Son procès a fait d’Elizabeth Holmes un symbole de l’engouement pour les start-up, qui a vu des milliards de dollars versés au fil des ans à des fondateurs charismatiques avec des entreprises qui n’avaient presque rien montré. Cette période est révolue. Maintenant que les taux d’intérêt augmentent et que les cours des actions chutent, les investisseurs portent un regard beaucoup plus critique sur les modèles de revenus des start-ups. Brûler de l’argent pour se développer a cédé la place à la réduction des coûts et à la recherche de rentabilité.

Quel a été l’impact de l’affaire Theranos ? Selon Oliver Brinkhorst, qui conseille des start-up à San Francisco avec son organisation DutchTechSF, l’affaire ne montre pas vraiment l’échec de la Silicon Valley. « Bien que ce soit une mauvaise publicité pour la région », dit-il. « Nous préférons attirer l’attention sur les inventions géniales qui sont faites ici. »

Brinkhorst souligne les bévues des individus qui ont confié à Holmes beaucoup d’argent en se basant uniquement sur son histoire. Chez Theranos, d’anciens politiciens tels que Betsy DeVos (ancienne secrétaire américaine à l’éducation – elle a perdu 100 millions de dollars au profit de Theranos) et James Mattis (ancien secrétaire à la Défense) se sont impliqués avec Theranos, sans faire preuve de diligence raisonnable. « Si Elizabeth avait été contrôlée par des fonds biotechnologiques de la Silicon Valley, elle n’aurait pas survécu », déclare Brinkhorst.

Pour sa défense, Elizabeth Holmes elle-même a également toujours pointé la responsabilité des investisseurs qui, selon Holmes, auraient dû la protéger de ses erreurs. Le procès a montré que les investisseurs espéraient tellement que Holmes pourrait devenir un modèle féminin dans un monde technologique masculin que les voix critiques ont été ignorées.

Qu’est-ce qui n’allait pas avec Elizabeth Holmes ? Lire aussi « La chute d’une start-up superstar »

Syndrome d’Elizabeth Holmes

En tant qu’ancienne modèle féminin, Elizabeth Holmes a causé des dommages considérables aux femmes dans le monde de la technologie. « L’affaire Holmes a influencé les investisseurs et certainement pas en mieux », estime Eva de Mol du fonds d’investissement néerlandais CapitalT, qui investit également dans des start-up de la Silicon Valley. « On parle même du syndrome d’Elizabeth Holmes lorsqu’on juge les femmes entrepreneures. »
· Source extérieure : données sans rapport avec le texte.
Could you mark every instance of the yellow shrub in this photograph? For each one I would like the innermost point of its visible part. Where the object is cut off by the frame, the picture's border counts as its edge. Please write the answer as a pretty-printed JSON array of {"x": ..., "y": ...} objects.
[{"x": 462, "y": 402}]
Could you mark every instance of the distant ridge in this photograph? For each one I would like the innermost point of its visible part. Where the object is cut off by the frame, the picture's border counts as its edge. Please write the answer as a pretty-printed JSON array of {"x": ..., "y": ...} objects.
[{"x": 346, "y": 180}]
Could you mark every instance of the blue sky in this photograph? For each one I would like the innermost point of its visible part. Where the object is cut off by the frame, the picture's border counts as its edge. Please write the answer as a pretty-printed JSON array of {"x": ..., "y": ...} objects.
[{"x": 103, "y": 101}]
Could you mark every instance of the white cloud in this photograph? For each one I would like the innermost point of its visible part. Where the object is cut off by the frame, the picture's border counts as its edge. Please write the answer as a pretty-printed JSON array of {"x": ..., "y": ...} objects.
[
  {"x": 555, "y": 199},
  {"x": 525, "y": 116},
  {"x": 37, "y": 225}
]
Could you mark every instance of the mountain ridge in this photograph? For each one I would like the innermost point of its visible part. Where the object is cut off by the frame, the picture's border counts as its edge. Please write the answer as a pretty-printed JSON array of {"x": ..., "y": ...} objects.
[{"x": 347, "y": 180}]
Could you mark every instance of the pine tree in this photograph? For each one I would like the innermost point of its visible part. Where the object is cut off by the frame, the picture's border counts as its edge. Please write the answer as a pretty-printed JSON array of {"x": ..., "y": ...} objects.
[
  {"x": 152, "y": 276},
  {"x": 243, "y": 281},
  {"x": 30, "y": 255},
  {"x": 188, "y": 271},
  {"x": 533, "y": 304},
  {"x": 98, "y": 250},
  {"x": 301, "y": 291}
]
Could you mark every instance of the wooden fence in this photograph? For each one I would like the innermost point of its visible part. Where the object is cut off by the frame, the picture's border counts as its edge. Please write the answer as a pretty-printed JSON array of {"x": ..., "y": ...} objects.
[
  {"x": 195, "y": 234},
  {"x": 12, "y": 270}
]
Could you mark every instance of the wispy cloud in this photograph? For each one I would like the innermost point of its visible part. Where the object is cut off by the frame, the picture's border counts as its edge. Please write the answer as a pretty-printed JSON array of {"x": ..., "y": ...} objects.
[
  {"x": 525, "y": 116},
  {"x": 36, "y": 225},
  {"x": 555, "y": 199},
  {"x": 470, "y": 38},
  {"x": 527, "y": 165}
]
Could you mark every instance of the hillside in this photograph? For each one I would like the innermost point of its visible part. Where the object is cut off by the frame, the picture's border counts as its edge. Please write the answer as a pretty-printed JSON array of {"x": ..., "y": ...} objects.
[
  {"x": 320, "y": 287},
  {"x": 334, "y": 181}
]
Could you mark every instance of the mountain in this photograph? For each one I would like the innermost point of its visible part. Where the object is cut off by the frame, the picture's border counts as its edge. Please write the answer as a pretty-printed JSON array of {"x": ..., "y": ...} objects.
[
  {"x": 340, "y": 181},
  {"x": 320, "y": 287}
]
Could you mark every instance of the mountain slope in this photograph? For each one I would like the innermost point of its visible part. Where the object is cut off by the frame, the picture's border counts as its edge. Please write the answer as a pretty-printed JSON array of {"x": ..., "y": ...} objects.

En face de Le New York Times L’année dernière, un groupe d’entrepreneuses américaines avec des start-ups dans le domaine des technologies médicales ont déclaré avoir été très affectées par « l’ombre d’Elizabeth Holmes ». Cela allait de blagues inappropriées à des questions d’investisseurs sur la façon dont leur entreprise différait de celle de Holmes – des questions que les entrepreneurs masculins n’ont pas reçues. Dans l’article, deux d’entre elles ont même envisagé de changer de couleur de cheveux (blond) pour se distinguer davantage d’Holmes.

Dans le même temps, force est de constater qu’au lendemain de l’affaire Holmes, d’autres entrepreneurs ne semblent plus pouvoir s’en tirer avec de telles pratiques. Sam Bankman-Fried, le fondateur du marché de la cryptographie récemment déclaré en faillite FTX, qui a vu 32 milliards de valeur comptable s’évaporer en quelques jours, fait actuellement l’objet d’une enquête du ministère de la Justice pour d’éventuelles violations de la loi.

Et le mois dernier, Trevor Milton – fondateur du fabricant de camions à hydrogène Nikola – a été reconnu coupable d’avoir fraudé des investisseurs. Milton avait, entre autres une vidéo a utilisé un prototype de son camion, roulant à vive allure dans le désert sur une route à deux voies. Il s’est avéré par la suite que pendant la vidéo, le camion a dévalé une colline.